La frente había quedado a unos centímetros de la hoja y el dolor en la nuca era lento y constante, como un hierro caliente. No es que la vieja pegara fuerte, pero tenía ese anillo de mierda que le dejaba a uno zumbando la oreja, cuando le daba ahí, o la nuca, cuando le daba de atrás.
Y no es que me quejara, porque sabía que la vieja era buena y que no quería hacerme daño. De hecho, pegaba despacio, pero ese anillo dejaba recuerdos, aunque no como los del Gordo, mi vecino, mi mejor amigo y el mejor arquero de la cuadra, por lejos, al que el enojo de su padre le dejaba cicatrices que lo acompañarían toda la vida. Enojo que, por cierto, casi siempre era porque sí, o porque había una botella de algo vacía por ahí, tirada, y la consecuencia eran los sopapos y los cintazos, y esas explosiones de bronca que terminaban en sangre y llantos y que el Gordo provocaba para que no la ligara alguien más.
A mi no me pasaba eso y lo agradecía. Era raro, porque me daba tristeza mi amigo, pero no podía evitar cierto alivio de que mi vieja aflojara la mano cuando venía el golpe. Y ni siquiera ese anillo de mierda me hacía cambiar de opinión.

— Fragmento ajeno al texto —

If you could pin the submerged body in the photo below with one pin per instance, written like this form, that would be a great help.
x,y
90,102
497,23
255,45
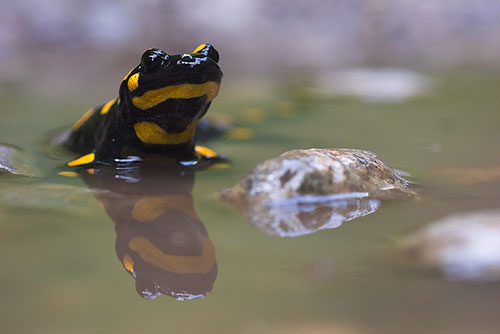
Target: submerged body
x,y
159,106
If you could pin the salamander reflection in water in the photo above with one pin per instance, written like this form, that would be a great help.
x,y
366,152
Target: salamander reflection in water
x,y
160,104
160,240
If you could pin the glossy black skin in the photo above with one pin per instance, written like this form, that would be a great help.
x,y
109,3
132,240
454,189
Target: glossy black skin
x,y
112,136
118,195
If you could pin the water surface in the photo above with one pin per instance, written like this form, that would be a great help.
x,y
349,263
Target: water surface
x,y
61,272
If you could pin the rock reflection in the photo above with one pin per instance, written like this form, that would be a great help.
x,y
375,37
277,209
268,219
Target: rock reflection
x,y
303,191
160,240
294,218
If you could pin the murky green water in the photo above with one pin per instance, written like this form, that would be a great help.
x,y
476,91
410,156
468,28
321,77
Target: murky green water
x,y
61,273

Pero, igual, dolía mucho. Traté de levantar despacio la cabeza y ver la cara de la vieja, y me di cuenta de que la cosa iba en serio. Tan en serio que ya no había ni bronca en su rostro, sino más bien resignación. La palabra se había divorciado de la expresión facial. Porque mientras me puteaba como siempre y me gritaba como en sus mejores enojos, su rostro decía otra cosa, su cara me decía me decepcionaste, pelotudo.
Me dolió esa cara. Me dolió muchísimo. Mientras me gritaba, traté de concentrarme en la foto de la familia que estaba colgada detrás del televisor, de cuando papá todavía estaba libre. Un día, de la nada, el viejo cayó con mucha plata y nos fuimos de vacaciones. Los tres. Ella reía, yo reía, el viejo también reía. Reíamos todos. La pasamos increíble.
Ahora el recuerdo era esa foto, único adorno de esa pared gris que se empecinaba en desprender un polvo que se convertía en un moco duro y pesado, de esos que lastiman la nariz cuando uno se los saca. A veces jugaba a que estaba en un lugar con neblina, porque esa pared escupía polvo como loca.
Pero ni los sueños de extraños y lejanos lugares neblinosos, ni el moco duro ni la cara de mi papá sonriendo me pudieron alejar del dolor de nuca y de los gritos de la vieja. Por más que doblaba los ojos, ellos volvían a ver la cara de mi mamá. Ojos de mierda. Y después acompañaban los movimientos de su brazo, hasta llegar a su mano y terminar en su dedo índice, para dejar ese cuerpo pequeño pero duro como el mármol, para saltar hasta la computadora, que yacía delante mío, negra y dormida, rodeada de un charco de agua.
La computadora de la señora. Se me había caído el vaso de agua, ese vaso que cortejaba a la computadora porque yo tomo más agua que una yegua y que me empecinaba en dejar ahí, cerquita, como provocando a la suerte que habíamos tenido de que la señora se tomara la molestia de regalarme esa máquina para que yo pueda hacer mis clases, y pudiera progresar y ser alguien en la vida. Y ahora que la había cagado, que había escupido moco sobre mi suerte, ¿cómo hacía para seguir mis clases si estaba todo cerrado?
Cuando me decía que estaba todo cerrado yo ahí nomás me empezaba a acordar del Gordo y de mis otros amigos, y de la canchita de barro que ahora estaba ahí, solita, extrañándonos. Pero la vieja, que me conocía más que nadie, se daba cuenta de que yo empezaba a volar con mi mente y alzaba la voz y movía más los brazos, para hacer que yo volviera a mirarla, y me seguía puteando, con la voz divorciada de su gesto y con el desconcierto porque ese pequeño drama, ese vasito de plástico con 150 centímetros cúbicos de agua, ese vasito blanco de cotillón con la base tan finita, se había ido a caer sobre la computadora que nos había regalado la señora, sobre el único puente entre la escuela y yo.
Y no había forma de evitar que ese pequeño drama se convirtiera para mi vieja en una tragedia griega, porque me gritaba y mientras me gritaba miraba de reojo la foto. Y no miraba nuestra alegría, ni recordaba esas vacaciones tan lindas. Miraba a mi viejo. Y por fin lo entendí todo: mi vieja no tenía decepción, ni desencanto, ni pensaba que yo no tenía arreglo. Mi vieja tenía miedo.